Cell culture and induction of differentiation of 3T3-L1 pre-adipocytes

Extensive information has been obtained using cell culture models such as 3T3-L1 cells to study adipocyte differentiation [8, 24]. Culture and differentiation of 3T3-L1 preadipocytes were performed as described in previous studies [25–27]. Briefly, 3T3-L1 cells, kindly provided by Dr. Brasaemle of the Rutgers University, were seeded at 2 × 10⁵/well of 6-well plates and cultured in DMEM medium supplemented with 10 % FBS, 30 μM biotin, 20 mM of glutamine, 1U/ml of penicillin/streptomycin. After confluence was reached, cell differentiation was induced by culturing in DMEM containing 1 μM insulin, 1 μM dexamethasone, and 0.5 mM of 3-isobutyl-1-methylxanthine (IBMX).

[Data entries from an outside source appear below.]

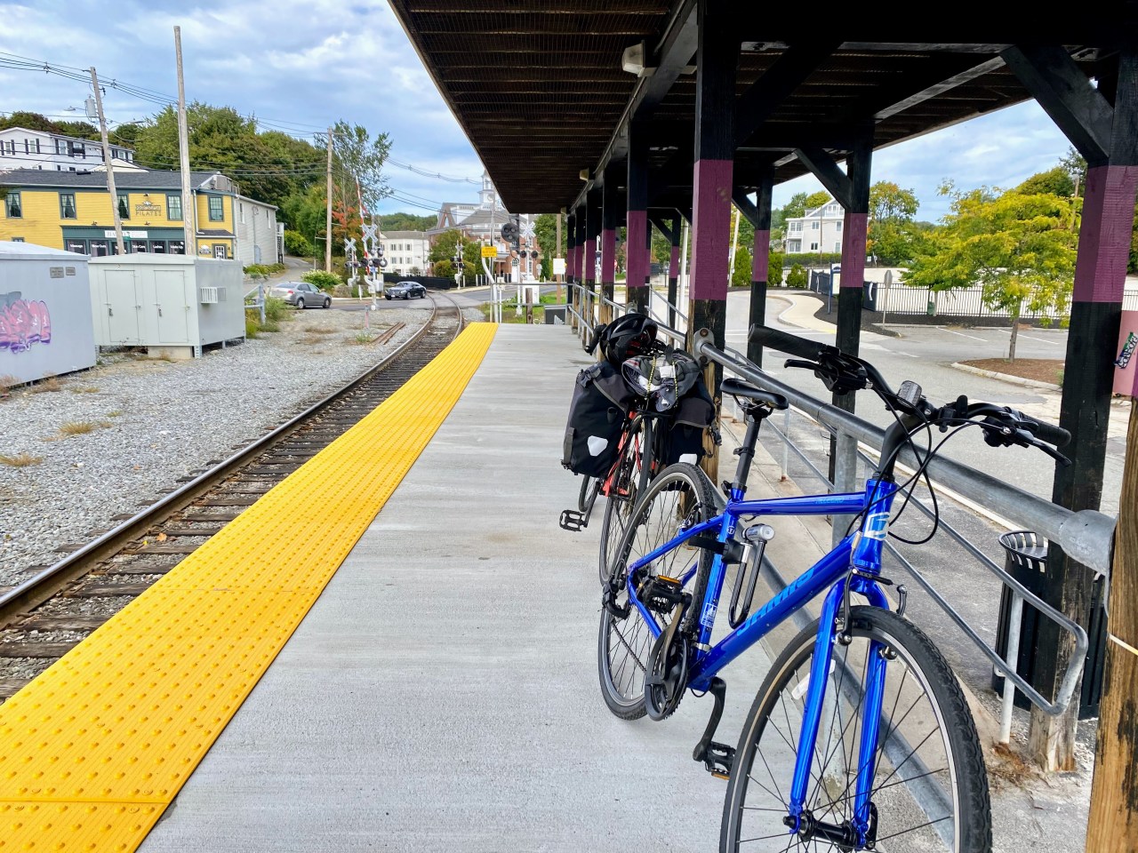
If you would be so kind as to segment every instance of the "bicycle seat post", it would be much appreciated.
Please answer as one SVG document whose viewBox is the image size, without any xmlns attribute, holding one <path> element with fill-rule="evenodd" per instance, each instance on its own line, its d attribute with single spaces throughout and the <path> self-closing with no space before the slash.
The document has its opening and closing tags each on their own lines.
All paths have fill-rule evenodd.
<svg viewBox="0 0 1138 853">
<path fill-rule="evenodd" d="M 768 412 L 761 406 L 747 405 L 740 401 L 743 420 L 747 422 L 747 433 L 743 444 L 735 449 L 739 464 L 735 466 L 735 480 L 731 483 L 731 499 L 740 500 L 747 494 L 747 477 L 751 472 L 751 461 L 754 458 L 754 447 L 759 441 L 759 426 Z"/>
</svg>

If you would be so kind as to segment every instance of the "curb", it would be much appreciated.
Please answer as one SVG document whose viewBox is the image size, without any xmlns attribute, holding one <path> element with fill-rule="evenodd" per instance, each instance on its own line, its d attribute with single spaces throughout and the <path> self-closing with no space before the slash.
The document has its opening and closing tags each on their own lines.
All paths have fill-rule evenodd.
<svg viewBox="0 0 1138 853">
<path fill-rule="evenodd" d="M 973 367 L 968 364 L 960 364 L 959 362 L 953 362 L 953 367 L 958 371 L 964 371 L 965 373 L 975 373 L 978 376 L 988 376 L 989 379 L 998 379 L 1003 382 L 1011 382 L 1016 386 L 1024 386 L 1026 388 L 1047 388 L 1053 391 L 1062 391 L 1063 386 L 1057 386 L 1054 382 L 1041 382 L 1034 379 L 1024 379 L 1023 376 L 1013 376 L 1009 373 L 997 373 L 996 371 L 984 371 L 980 367 Z"/>
</svg>

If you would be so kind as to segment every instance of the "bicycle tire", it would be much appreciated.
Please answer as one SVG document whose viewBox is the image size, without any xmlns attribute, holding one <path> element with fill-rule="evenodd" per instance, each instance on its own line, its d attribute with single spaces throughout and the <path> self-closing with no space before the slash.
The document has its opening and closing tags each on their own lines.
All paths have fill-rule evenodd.
<svg viewBox="0 0 1138 853">
<path fill-rule="evenodd" d="M 619 574 L 605 585 L 612 596 L 615 610 L 628 604 L 625 566 L 649 554 L 671 539 L 684 524 L 706 521 L 715 515 L 715 496 L 702 472 L 694 465 L 676 463 L 661 471 L 641 495 L 633 510 L 633 522 L 625 530 L 615 555 Z M 653 575 L 679 578 L 685 572 L 692 550 L 676 548 L 653 561 L 649 572 Z M 700 552 L 694 578 L 685 588 L 691 589 L 707 573 L 711 555 Z M 694 599 L 698 601 L 698 599 Z M 662 626 L 670 621 L 659 614 Z M 644 706 L 645 661 L 654 638 L 648 623 L 635 607 L 619 616 L 608 606 L 601 607 L 597 636 L 597 670 L 601 695 L 609 710 L 622 720 L 636 720 L 646 713 Z"/>
<path fill-rule="evenodd" d="M 849 759 L 857 763 L 861 714 L 859 704 L 853 710 L 849 706 L 859 703 L 863 693 L 852 679 L 869 648 L 867 641 L 877 640 L 896 656 L 887 657 L 880 718 L 880 731 L 891 736 L 879 737 L 871 787 L 876 844 L 890 853 L 989 853 L 991 804 L 983 752 L 968 705 L 943 655 L 921 629 L 880 607 L 851 607 L 850 635 L 849 645 L 833 646 L 835 663 L 827 678 L 816 742 L 822 748 L 815 748 L 806 797 L 813 819 L 841 825 L 852 811 L 856 768 L 850 768 Z M 792 838 L 782 821 L 787 814 L 784 796 L 790 794 L 801 697 L 809 681 L 816 636 L 817 620 L 782 651 L 751 705 L 724 800 L 720 853 L 766 850 L 758 846 L 764 839 L 774 845 L 772 848 L 783 850 Z M 918 704 L 923 706 L 918 709 Z M 933 737 L 938 731 L 939 739 Z M 838 767 L 831 767 L 831 761 L 838 761 Z M 778 777 L 774 768 L 782 768 Z M 828 802 L 822 803 L 822 797 Z M 950 814 L 941 813 L 948 808 Z M 799 836 L 794 842 L 794 850 L 805 851 L 865 848 L 835 845 L 820 837 Z"/>
<path fill-rule="evenodd" d="M 644 494 L 648 486 L 652 466 L 652 421 L 643 417 L 632 421 L 620 458 L 605 479 L 608 491 L 604 517 L 601 521 L 601 552 L 597 557 L 601 583 L 609 580 L 609 563 L 613 552 L 628 527 L 637 497 Z"/>
</svg>

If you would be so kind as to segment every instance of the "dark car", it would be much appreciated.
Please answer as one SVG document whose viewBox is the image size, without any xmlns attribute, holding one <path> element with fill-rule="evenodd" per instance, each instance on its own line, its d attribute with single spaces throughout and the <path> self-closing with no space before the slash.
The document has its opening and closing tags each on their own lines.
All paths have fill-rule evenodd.
<svg viewBox="0 0 1138 853">
<path fill-rule="evenodd" d="M 427 288 L 418 281 L 399 281 L 384 288 L 385 299 L 422 299 L 426 296 Z"/>
<path fill-rule="evenodd" d="M 289 305 L 295 305 L 297 308 L 304 308 L 305 306 L 315 308 L 318 305 L 321 308 L 332 307 L 331 297 L 315 284 L 310 284 L 306 281 L 284 281 L 280 284 L 273 284 L 269 289 L 269 295 L 279 297 Z"/>
</svg>

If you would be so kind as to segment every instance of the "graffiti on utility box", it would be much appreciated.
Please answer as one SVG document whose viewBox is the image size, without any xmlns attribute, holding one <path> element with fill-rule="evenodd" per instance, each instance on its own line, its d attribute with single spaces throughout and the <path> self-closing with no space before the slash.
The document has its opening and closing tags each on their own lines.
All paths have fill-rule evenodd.
<svg viewBox="0 0 1138 853">
<path fill-rule="evenodd" d="M 0 293 L 0 349 L 23 353 L 51 342 L 51 316 L 42 300 L 22 299 L 18 290 Z"/>
</svg>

After 48 h, induction media was removed and replaced with DMEM containing 10 % FBS, 1 μM insulin, 20 mM of glutamine and 1U/ml of penicillin/streptomycin, and renewed every 2 days. Lipid droplets in differentiated adipocytes (day 6 to day 10) were identified under microscope and after Oil Red O staining. In subsequent experiments, MTP inhibitors (MTPi), kindly provided by Dr. David Gordon of Bristol-Myers Squibb, were added to the media after cell induction. Fresh doses of MTPi were renewed every 2 days (D0-D10).